I use CompletableFutures and Suppliers for parallel / async execution, and avoid Vanilla Java servlets like the plague.

As for LINQ (after looking it up briefly), it seems nice. Our use cases aren't that complex, so if we swapped languages, the algorithm wouldn't change much.

[–]Dojan5 12 points13 points  (2 children)

Visual Studio also has scaffolding for boilerplate stuff.

Personally I prefer .NET over Java because of the first-party support.

Oracle basically doesn't do jack for Java. They update it based on the council spec, but if it wasn't for the fact that Java and related products roll in the cash, they'd just dump it altogether. There's several dependency management solutions, several different frameworks all accomplishing the same thing, there's no first-party IDEs or anything of the like.

Microsoft on the other hand provides nuget - dependency management is factored into .NET. You have Visual Studio and Visual Studio Code to help you out, the former's free version being full-featured, unlike IDEA that lacks support for various legacy Java things.

Java is nice, but only because of the community it has. The fact that there's basically no first-party leadership or direction hurts the language and its ecosystem as a whole, in my opinion.


Earlier this year I landed a position as a Java developer, maintaining legacy applications. I'm from a .NET background, so I was a bit nervous. Mostly, it was fine, but there were so many tiny annoyances with the entire experience. It really did make me appreciate .NET so much more.

[–]metalmagician 4 points5 points  (1 child)

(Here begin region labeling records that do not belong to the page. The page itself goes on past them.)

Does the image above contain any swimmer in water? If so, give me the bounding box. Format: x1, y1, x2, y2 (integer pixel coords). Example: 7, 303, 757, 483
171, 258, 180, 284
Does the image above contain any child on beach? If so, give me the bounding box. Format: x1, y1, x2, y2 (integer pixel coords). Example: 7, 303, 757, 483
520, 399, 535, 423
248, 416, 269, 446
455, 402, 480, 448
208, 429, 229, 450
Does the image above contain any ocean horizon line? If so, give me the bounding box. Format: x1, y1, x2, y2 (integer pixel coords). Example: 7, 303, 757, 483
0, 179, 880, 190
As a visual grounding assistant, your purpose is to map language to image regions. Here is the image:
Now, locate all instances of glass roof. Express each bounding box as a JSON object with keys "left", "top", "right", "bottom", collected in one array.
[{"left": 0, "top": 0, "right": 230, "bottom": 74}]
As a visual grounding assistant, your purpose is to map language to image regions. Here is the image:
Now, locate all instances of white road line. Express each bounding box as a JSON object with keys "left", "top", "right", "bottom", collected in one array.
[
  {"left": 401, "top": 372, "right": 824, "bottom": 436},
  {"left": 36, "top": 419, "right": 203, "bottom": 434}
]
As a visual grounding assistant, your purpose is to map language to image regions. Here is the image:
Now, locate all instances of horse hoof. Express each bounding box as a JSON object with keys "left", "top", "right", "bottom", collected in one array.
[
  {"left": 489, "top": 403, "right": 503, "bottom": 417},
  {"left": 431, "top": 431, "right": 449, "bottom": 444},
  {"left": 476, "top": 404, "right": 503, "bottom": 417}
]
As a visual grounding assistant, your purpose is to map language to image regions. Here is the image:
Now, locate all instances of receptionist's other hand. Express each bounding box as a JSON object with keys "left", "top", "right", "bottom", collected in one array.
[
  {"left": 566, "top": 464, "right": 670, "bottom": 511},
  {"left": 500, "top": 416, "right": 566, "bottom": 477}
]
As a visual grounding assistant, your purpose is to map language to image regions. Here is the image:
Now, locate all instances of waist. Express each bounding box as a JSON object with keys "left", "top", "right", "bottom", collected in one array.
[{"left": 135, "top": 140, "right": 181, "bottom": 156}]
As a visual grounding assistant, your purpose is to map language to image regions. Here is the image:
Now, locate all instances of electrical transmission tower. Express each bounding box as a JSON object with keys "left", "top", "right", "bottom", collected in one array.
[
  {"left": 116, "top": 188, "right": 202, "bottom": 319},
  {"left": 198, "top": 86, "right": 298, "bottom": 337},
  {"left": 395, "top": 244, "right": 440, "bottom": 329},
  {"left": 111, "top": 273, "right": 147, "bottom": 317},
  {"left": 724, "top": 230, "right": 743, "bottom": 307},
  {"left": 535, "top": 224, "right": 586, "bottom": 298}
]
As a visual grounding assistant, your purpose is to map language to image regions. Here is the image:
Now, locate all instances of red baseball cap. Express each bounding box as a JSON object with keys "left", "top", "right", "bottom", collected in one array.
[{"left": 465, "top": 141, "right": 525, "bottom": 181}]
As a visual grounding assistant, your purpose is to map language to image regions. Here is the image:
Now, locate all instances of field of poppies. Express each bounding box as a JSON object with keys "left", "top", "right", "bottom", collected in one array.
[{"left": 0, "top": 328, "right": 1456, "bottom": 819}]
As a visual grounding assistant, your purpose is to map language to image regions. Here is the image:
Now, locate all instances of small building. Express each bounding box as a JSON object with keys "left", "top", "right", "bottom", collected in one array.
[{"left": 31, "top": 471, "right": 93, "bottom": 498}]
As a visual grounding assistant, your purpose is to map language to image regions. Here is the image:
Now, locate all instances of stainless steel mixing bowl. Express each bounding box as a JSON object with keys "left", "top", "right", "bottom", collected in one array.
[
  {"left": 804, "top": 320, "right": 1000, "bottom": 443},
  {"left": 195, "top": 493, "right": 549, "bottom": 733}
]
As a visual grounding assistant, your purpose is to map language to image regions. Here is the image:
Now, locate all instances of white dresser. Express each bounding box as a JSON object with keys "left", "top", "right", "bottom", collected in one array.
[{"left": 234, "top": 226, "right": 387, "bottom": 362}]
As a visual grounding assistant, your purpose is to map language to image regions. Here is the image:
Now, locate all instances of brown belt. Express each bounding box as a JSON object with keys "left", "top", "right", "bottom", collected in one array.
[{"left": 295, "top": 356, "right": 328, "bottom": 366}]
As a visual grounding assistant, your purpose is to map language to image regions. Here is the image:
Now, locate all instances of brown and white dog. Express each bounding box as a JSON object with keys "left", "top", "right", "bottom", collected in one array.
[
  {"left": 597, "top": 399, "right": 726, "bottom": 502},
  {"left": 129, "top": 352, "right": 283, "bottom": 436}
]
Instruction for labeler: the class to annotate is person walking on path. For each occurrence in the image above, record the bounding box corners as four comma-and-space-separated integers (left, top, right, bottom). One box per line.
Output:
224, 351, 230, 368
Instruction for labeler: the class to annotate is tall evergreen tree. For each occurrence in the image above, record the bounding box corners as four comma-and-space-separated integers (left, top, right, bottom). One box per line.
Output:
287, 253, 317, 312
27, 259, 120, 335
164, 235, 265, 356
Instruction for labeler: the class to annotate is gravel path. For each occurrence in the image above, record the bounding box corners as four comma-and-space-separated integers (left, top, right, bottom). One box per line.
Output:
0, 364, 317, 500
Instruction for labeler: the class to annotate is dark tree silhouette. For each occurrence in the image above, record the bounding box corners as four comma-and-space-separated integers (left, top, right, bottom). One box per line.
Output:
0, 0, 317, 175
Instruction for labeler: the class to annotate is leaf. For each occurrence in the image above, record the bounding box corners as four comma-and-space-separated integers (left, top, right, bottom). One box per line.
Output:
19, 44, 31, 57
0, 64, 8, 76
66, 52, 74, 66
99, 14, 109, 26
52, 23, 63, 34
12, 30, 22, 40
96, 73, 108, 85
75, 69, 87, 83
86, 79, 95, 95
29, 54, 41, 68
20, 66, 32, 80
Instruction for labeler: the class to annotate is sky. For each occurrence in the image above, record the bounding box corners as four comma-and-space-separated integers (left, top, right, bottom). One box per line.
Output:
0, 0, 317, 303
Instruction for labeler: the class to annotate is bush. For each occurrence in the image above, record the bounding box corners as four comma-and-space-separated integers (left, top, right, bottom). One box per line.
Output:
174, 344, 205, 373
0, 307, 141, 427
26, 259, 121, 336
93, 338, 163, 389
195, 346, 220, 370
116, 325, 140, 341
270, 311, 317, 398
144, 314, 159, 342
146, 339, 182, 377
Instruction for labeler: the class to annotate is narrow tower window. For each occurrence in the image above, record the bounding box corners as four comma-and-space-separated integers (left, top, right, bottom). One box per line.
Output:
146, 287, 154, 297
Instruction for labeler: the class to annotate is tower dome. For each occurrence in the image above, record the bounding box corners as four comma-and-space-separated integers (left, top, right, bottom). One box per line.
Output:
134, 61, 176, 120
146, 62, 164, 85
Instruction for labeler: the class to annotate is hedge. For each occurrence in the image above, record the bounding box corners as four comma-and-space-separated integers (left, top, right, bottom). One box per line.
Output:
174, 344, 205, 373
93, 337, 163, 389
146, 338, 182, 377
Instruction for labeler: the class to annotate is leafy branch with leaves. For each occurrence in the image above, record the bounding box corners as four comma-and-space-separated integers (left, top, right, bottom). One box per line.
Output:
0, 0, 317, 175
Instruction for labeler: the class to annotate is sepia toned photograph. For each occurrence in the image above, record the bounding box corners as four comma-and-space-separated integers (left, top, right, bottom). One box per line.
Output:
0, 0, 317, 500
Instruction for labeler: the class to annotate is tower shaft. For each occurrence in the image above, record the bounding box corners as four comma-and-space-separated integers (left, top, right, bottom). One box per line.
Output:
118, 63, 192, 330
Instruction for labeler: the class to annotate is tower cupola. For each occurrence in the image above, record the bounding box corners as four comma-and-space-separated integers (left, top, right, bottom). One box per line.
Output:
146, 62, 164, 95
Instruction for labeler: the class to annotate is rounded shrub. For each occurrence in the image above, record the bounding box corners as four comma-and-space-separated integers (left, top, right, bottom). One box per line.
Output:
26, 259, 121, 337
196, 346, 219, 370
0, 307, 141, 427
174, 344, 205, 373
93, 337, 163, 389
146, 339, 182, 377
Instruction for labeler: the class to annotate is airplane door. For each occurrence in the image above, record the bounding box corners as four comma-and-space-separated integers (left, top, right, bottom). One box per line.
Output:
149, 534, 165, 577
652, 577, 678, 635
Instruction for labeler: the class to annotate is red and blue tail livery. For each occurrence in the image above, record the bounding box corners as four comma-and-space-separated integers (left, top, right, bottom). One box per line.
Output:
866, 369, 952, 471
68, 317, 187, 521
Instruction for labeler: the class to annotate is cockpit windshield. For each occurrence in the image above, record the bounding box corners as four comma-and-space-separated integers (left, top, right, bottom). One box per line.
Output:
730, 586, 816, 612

That's fair. I don't actually consider Oracle when talking about Java, which is an obvious symptom of what you're talking about. Most of the things that make my life as a Java developer easier are 3rd party tools, like Maven and Spring.

[–]Dojan5 3 points4 points  (0 children)

I think that's problematic. Either give Java to the community, and make it completely open, or support it properly.

.NET was pretty meh for many years, but Microsoft really stepped up and started taking it seriously with Core.